Sweeping changes are occurring in how goods and commodities are designed, produced, sold, and serviced. Product design is improving while product-development cycles, defect levels, and costs are being reduced—and the changes are often radical in nature and scale. The overall effect is a merging of design, manufacturing, marketing, and supply chain into a seamless whole. The main drivers for these changes are growing customer demand for higher quality and more diverse products, and fierce international competition.
Students who elect the Manufacturing Minor are introduced to areas of finance, operations management, personnel management, and manufacturing processes, and participate in a cross-disciplinary manufacturing-design project.
The cross-disciplinary group design project involves an industrial client. The project may address product design, the design or improvement of a manufacturing system, quality improvement, distribution, or other issues. Design teams meet with faculty members and interact regularly with their clients.
Required Courses
The Manufacturing Minor uses some of the elective freedom in the regular M.Eng. curriculum to provide a common core of manufacturing courses.
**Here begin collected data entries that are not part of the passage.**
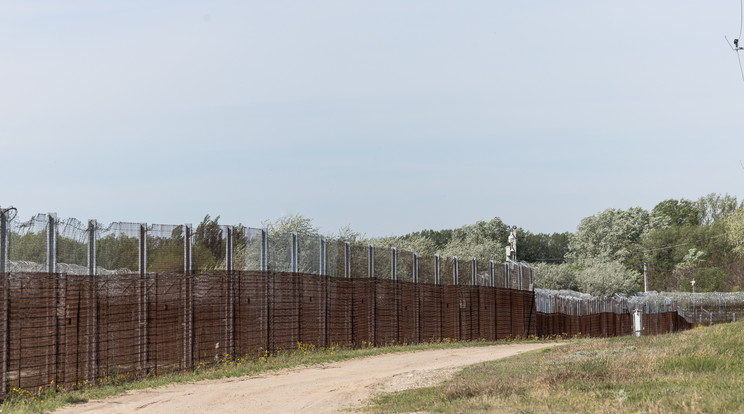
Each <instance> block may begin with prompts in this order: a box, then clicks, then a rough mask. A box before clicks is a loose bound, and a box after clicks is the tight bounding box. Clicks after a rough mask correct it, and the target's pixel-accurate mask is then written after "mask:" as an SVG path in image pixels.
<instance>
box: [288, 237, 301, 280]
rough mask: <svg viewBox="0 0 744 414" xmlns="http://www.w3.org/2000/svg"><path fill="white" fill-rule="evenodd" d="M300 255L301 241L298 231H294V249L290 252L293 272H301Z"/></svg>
mask: <svg viewBox="0 0 744 414" xmlns="http://www.w3.org/2000/svg"><path fill="white" fill-rule="evenodd" d="M299 256H300V243H299V240H298V237H297V233H295V232H292V251H291V254H290V257H291V259H290V260H291V261H292V273H297V272H299V266H298V262H299Z"/></svg>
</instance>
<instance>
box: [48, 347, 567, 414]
mask: <svg viewBox="0 0 744 414" xmlns="http://www.w3.org/2000/svg"><path fill="white" fill-rule="evenodd" d="M556 345H559V344H558V343H555V342H547V343H531V344H504V345H494V346H487V347H475V348H457V349H438V350H428V351H416V352H407V353H398V354H388V355H379V356H374V357H367V358H360V359H353V360H348V361H343V362H334V363H329V364H324V365H320V366H314V367H301V368H294V369H288V370H283V371H280V372H276V373H271V374H264V375H260V376H256V377H242V378H230V379H221V380H211V381H200V382H194V383H186V384H176V385H171V386H165V387H160V388H155V389H149V390H139V391H132V392H129V393H127V394H124V395H121V396H118V397H112V398H108V399H105V400H97V401H90V402H88V403H85V404H79V405H75V406H71V407H67V408H64V409H61V410H58V411H55V413H57V414H73V413H75V414H78V413H148V414H151V413H158V414H159V413H178V414H190V413H199V414H201V413H261V414H269V413H300V412H301V413H338V412H349V411H350V410H352V409H353V408H354V407H358V406H360V405H362V404H363V403H364V401H366V400H367V399H369V398H370V397H372V396H373V395H375V394H377V393H380V392H391V391H399V390H404V389H409V388H416V387H424V386H430V385H434V384H437V383H439V382H441V381H443V380H445V379H446V378H448V377H449V376H450V375H452V374H453V373H454V372H456V371H457V370H458V369H459V368H461V367H463V366H467V365H472V364H476V363H479V362H484V361H490V360H494V359H500V358H506V357H509V356H512V355H516V354H520V353H523V352H528V351H533V350H536V349H542V348H548V347H552V346H556Z"/></svg>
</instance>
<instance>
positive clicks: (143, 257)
mask: <svg viewBox="0 0 744 414" xmlns="http://www.w3.org/2000/svg"><path fill="white" fill-rule="evenodd" d="M139 241H140V243H139V251H140V252H139V267H140V269H139V271H140V276H144V275H145V273H147V225H145V224H141V225H140V240H139Z"/></svg>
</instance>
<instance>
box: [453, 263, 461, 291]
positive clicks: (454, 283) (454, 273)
mask: <svg viewBox="0 0 744 414" xmlns="http://www.w3.org/2000/svg"><path fill="white" fill-rule="evenodd" d="M452 284H453V285H455V286H457V285H459V284H460V264H459V263H458V261H457V256H453V257H452Z"/></svg>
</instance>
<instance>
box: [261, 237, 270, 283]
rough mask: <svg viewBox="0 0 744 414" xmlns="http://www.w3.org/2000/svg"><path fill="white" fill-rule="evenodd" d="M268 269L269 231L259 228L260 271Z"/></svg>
mask: <svg viewBox="0 0 744 414" xmlns="http://www.w3.org/2000/svg"><path fill="white" fill-rule="evenodd" d="M268 270H269V232H268V231H266V229H262V230H261V271H262V272H266V271H268Z"/></svg>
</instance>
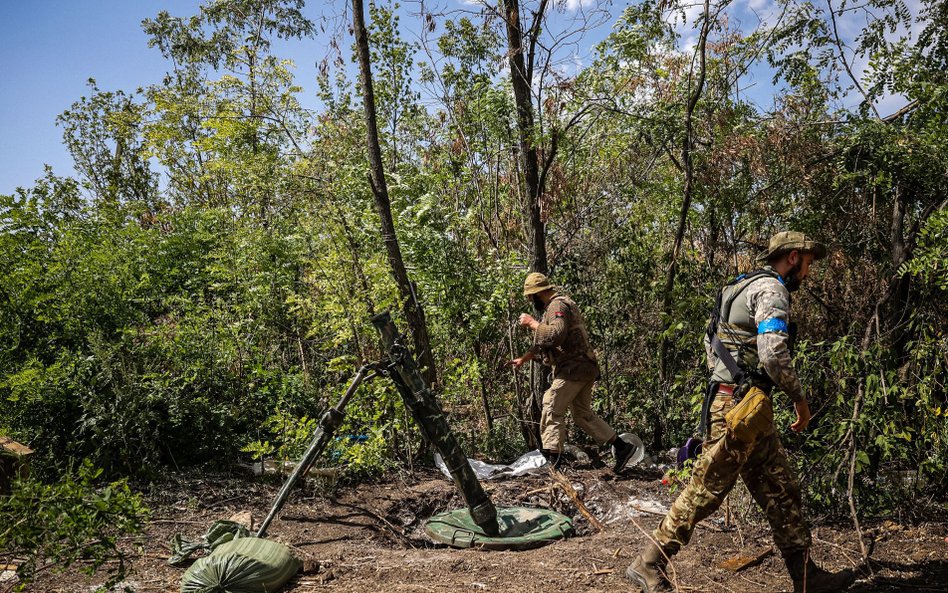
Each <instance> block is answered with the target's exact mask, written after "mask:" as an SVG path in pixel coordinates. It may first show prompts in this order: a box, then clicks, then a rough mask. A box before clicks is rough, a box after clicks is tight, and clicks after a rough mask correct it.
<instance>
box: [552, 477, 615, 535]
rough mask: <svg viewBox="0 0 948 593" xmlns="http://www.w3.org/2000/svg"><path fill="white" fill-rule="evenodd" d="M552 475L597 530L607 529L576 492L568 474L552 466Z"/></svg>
mask: <svg viewBox="0 0 948 593" xmlns="http://www.w3.org/2000/svg"><path fill="white" fill-rule="evenodd" d="M550 476H552V478H553V481H554V482H555V483H556V485H557V486H559V487H560V489H561V490H562V491H563V492H565V493H566V496H568V497H569V499H570V500H572V501H573V504H574V505H576V508H577V509H579V512H580V513H582V515H583V516H584V517H586V520H587V521H589V524H590V525H592V526H593V527H595V528H596V530H597V531H602V530H603V529H605V527H604V526H603V524H602V522H601V521H600V520H599V519H597V518H596V517H595V515H593V514H592V513H590V512H589V509H587V508H586V505H585V504H583V501H582V500H580V499H579V494H577V493H576V490H575V489H574V488H573V486H572V484H570V483H569V480H567V479H566V476H564V475H563V474H561V473H560V472H558V471H556V470H555V469H553V468H550Z"/></svg>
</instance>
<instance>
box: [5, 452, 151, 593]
mask: <svg viewBox="0 0 948 593" xmlns="http://www.w3.org/2000/svg"><path fill="white" fill-rule="evenodd" d="M101 474H102V470H100V469H96V468H95V467H94V466H93V465H92V464H91V463H90V462H88V461H85V462H83V463H82V464H81V465H80V466H79V468H78V471H76V472H75V474H73V473H72V472H69V473H67V474H66V475H65V476H64V477H63V478H62V479H61V480H60V481H59V482H58V483H56V484H43V483H41V482H37V481H33V480H21V481H19V482H17V483H16V484H15V487H14V490H13V494H12V495H11V496H5V497H2V498H0V525H3V526H4V527H3V528H2V530H0V558H6V559H7V560H11V559H14V558H16V559H20V560H23V561H24V562H23V563H22V564H20V565H19V566H18V568H17V576H18V577H19V579H20V582H19V584H18V585H17V587H18V590H19V589H25V588H26V587H27V586H28V585H29V583H30V581H31V580H32V578H33V577H34V575H35V573H36V571H37V570H41V569H45V568H46V567H47V566H48V565H54V566H56V569H57V570H66V569H68V568H70V567H71V566H73V565H79V566H81V570H82V572H84V573H87V574H90V575H91V574H94V573H96V572H98V571H99V570H100V569H101V568H102V567H103V566H107V572H108V580H107V581H106V582H105V584H104V585H103V589H108V588H110V587H111V586H113V585H115V584H116V583H118V582H120V581H122V580H123V579H124V578H125V576H126V570H127V567H126V565H125V561H126V559H127V553H128V551H127V549H124V548H123V547H122V546H120V543H121V541H122V540H123V539H125V538H128V537H130V536H134V535H137V534H139V533H141V532H142V530H143V528H144V525H145V522H146V521H147V519H148V509H147V508H145V506H144V505H143V504H142V500H141V496H140V495H138V494H133V493H132V492H131V490H130V489H129V487H128V484H127V483H126V482H125V480H119V481H117V482H111V483H109V484H106V485H104V486H98V485H97V482H98V478H99V477H100V476H101Z"/></svg>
The manufacturing core courses are:
Accounting and Financial Decision Making, NBA 5530
This course focuses on basic financial and managerial accounting, the economic and financial concepts that have a bearing on managerial decisions. The goals of the course are: (1) to give students a working knowledge of the accounting process and the value and limitations of the data that comes out of the accounting information system, (2) to familiarize students with key concepts in managerial accounting and the application of cost information to pricing and operating decisions, and (3) to promote an understanding of the use of economic theory in the evaluation of capital investment projects. The teaching methods consist of lectures and cases. Students are evaluated on the basis of exams.
Design of Manufacturing Systems I, ORIE 5100
Project course in which students, working in teams, design a manufacturing logistics system and conduct capacity, material flow, and cost analysis of their design. Meetings between project teams and faculty advisers are substituted for some lectures. Analytical methods for controlling inventories, planning production, and evaluating system performance are presented in lectures.
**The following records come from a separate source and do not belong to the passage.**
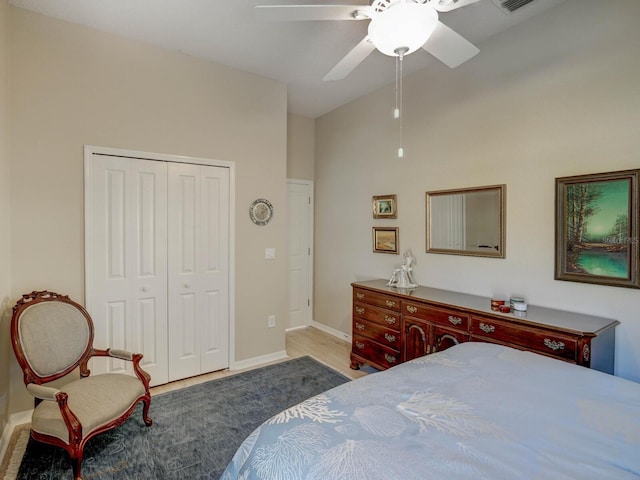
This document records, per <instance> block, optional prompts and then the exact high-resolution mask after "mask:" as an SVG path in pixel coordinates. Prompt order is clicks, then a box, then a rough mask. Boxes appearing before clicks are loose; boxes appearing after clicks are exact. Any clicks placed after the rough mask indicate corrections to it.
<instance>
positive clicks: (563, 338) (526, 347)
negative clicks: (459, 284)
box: [471, 317, 577, 362]
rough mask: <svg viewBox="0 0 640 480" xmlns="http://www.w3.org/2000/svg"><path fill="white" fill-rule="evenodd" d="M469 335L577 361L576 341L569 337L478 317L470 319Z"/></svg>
mask: <svg viewBox="0 0 640 480" xmlns="http://www.w3.org/2000/svg"><path fill="white" fill-rule="evenodd" d="M471 335H472V336H474V337H478V338H479V337H483V338H486V339H487V340H489V341H491V340H496V341H498V342H499V343H504V344H509V345H513V346H515V347H516V348H517V347H518V346H521V347H524V348H526V349H527V350H533V351H537V352H541V353H545V354H547V355H552V356H554V357H558V358H563V359H566V360H571V361H574V362H575V361H576V360H577V358H576V350H577V341H576V339H575V338H574V337H571V336H569V335H562V334H559V333H556V332H548V331H546V330H543V329H539V328H535V327H530V326H524V325H514V324H510V323H509V322H502V321H498V320H493V319H491V318H480V317H472V318H471Z"/></svg>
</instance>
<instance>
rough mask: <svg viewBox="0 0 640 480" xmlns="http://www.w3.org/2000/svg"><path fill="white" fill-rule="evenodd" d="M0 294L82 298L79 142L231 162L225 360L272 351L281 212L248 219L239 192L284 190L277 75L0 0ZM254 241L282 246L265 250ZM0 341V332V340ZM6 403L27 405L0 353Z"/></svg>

Design for Manufacture and Assembly, MAE 5140
Nominal DFMA (Design for Manufacture and Assembly) and variational DFMA are covered in two parallel streams. The nominal stream is based on readings in a popular text that surveys the role of manufacturing and assembly processes in part and product design. The second stream, covered mainly through lectures, addresses dimensional variability and its control through parametric and geometric tolerances, dimensional metrology, and statistical quality and process control.
Manufacturing Option Design Project, ORIE 5910
A cross-disciplinary group design project centered on a major manufactured product, including the concurrent design of a system for the product’s manufacture. Market needs, economics, financing, quality, life-cycle costs, distribution, and marketing are addressed as part of the product and manufacturing-system design. Each project will involve an industrial partner.
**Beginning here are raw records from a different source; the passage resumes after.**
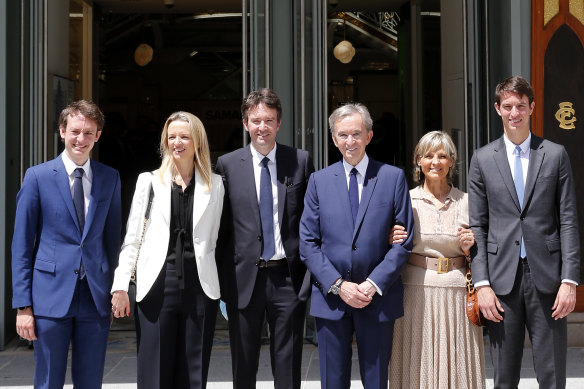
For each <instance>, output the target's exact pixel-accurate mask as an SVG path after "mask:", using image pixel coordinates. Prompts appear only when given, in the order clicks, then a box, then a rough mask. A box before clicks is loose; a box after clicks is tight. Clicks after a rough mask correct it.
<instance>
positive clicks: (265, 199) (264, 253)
mask: <svg viewBox="0 0 584 389" xmlns="http://www.w3.org/2000/svg"><path fill="white" fill-rule="evenodd" d="M268 162H270V159H269V158H268V157H265V158H264V159H262V173H261V175H260V216H261V218H262V235H263V239H262V242H263V246H262V259H263V260H264V261H269V260H270V259H271V258H272V257H273V256H274V253H275V252H276V246H275V243H274V198H273V197H272V180H271V179H270V170H269V169H268Z"/></svg>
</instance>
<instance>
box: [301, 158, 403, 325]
mask: <svg viewBox="0 0 584 389" xmlns="http://www.w3.org/2000/svg"><path fill="white" fill-rule="evenodd" d="M394 224H400V225H402V226H405V227H406V230H407V233H408V239H407V240H406V241H405V242H403V243H401V244H395V245H393V246H390V245H389V233H390V230H391V227H392V226H393V225H394ZM412 237H413V214H412V206H411V202H410V196H409V191H408V185H407V182H406V179H405V175H404V173H403V171H402V170H401V169H398V168H396V167H394V166H390V165H386V164H383V163H381V162H377V161H375V160H373V159H371V158H370V159H369V164H368V166H367V172H366V174H365V181H364V184H363V191H362V193H361V201H360V203H359V212H358V213H357V220H356V222H355V226H354V227H353V219H352V216H351V206H350V203H349V191H348V186H347V177H346V175H345V170H344V168H343V163H342V161H341V162H338V163H336V164H334V165H331V166H329V167H328V168H325V169H323V170H320V171H318V172H316V173H314V174H313V175H312V176H311V177H310V181H309V183H308V189H307V191H306V196H305V198H304V213H303V214H302V219H301V221H300V257H301V259H302V261H303V262H304V263H305V264H306V267H307V268H308V270H309V271H310V273H311V274H312V278H313V286H312V297H311V299H312V300H311V308H310V313H311V315H312V316H315V317H320V318H325V319H329V320H338V319H340V318H341V317H342V316H343V315H344V313H345V312H346V311H348V310H351V309H353V308H351V307H349V306H348V305H347V304H345V302H343V301H342V300H341V298H340V297H339V296H336V295H333V294H330V293H328V290H329V288H330V286H331V285H332V284H333V283H334V282H335V281H336V280H337V279H338V278H339V277H343V279H345V280H348V281H352V282H355V283H361V282H363V281H365V280H366V279H367V278H369V279H371V280H372V281H373V282H375V284H376V285H377V286H378V287H379V288H380V289H381V291H382V292H383V293H382V295H381V296H380V295H379V294H378V293H376V294H375V295H374V297H373V300H372V301H371V303H370V304H369V305H368V306H366V307H365V308H363V309H361V310H356V309H355V310H354V311H355V312H357V311H360V312H363V314H366V315H369V316H371V318H372V319H373V320H378V321H390V320H395V319H396V318H398V317H400V316H403V286H402V283H401V277H400V273H401V271H402V268H403V266H404V265H405V263H406V262H407V260H408V257H409V255H410V251H411V248H412Z"/></svg>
Other Courses to Consider:
Supply Chain Management, ORIE 5126
A supply chain is the scope of activities that convert raw materials (e.g., wheat) to finished products delivered to the end consumer (e.g., a box of cereal at the local P&C), usually spanning several corporations. Supply chain management focuses on the flow of products, information, and money through the supply chain. An overview of issues, opportunities, tools, and approaches. Emphasis is on business processes, system dynamics, control, design, re-engineering. Covers the relationship between the supply chain and the company's strategic position relative to its clients and its competition. Considers dimensions of intercorporate relationships with partners, including decision-making, incentives, and risk.
Chemical, Polymer, Biomedical, and Electronic Materials, ChemE 5200
A survey class of chemical engineering topics, consisting of a number of one-credit modules. Open to non–chemical engineers only. The modules include Turbomachinery, Chemical Processing, Biomedical Engineering, Electronic Materials Processing, Polymer Processing, Chemical Engineering Processing Units and Equipment, and Petroleum Refining.
Project Management, CEE 5900
Core graduate course in project management for people who will manage technical or engineering projects. Focuses both on the technical tools of project management (e.g., methods for planning, scheduling, and control) and the human side (e.g., forming a project team, managing performance, resolving conflicts), with somewhat greater emphasis on the latter.
Introduction to Composite Materials, MAE 4550
Course topics include introduction to composite materials; varieties and properties of fiber reinforcements and matrix materials; micromechanics of stiffness and stress transfer in discontinuous fiber/matrix arrays; orthotropic elasticity as applied to parallel fibers in a matrix and lamina; theory of stiffness (tension, bending, torsion) and failure of laminates and composite plates, including computer software for design; and manufacturing methods and applications for composites. There is a group component design and manufacturing paper required, and a group laboratory on laminated component fabrication.
Students who already have coursework equivalent to ORIE 5300 and ORIE 5560 can finish the M.Eng. degree with the Manufacturing Option in two semesters plus the January intersession period, which is used for part of the group project work. Students who lack equivalent course work should either take these courses during the preceding summer, or spend two fall semesters and one spring semester at Cornell.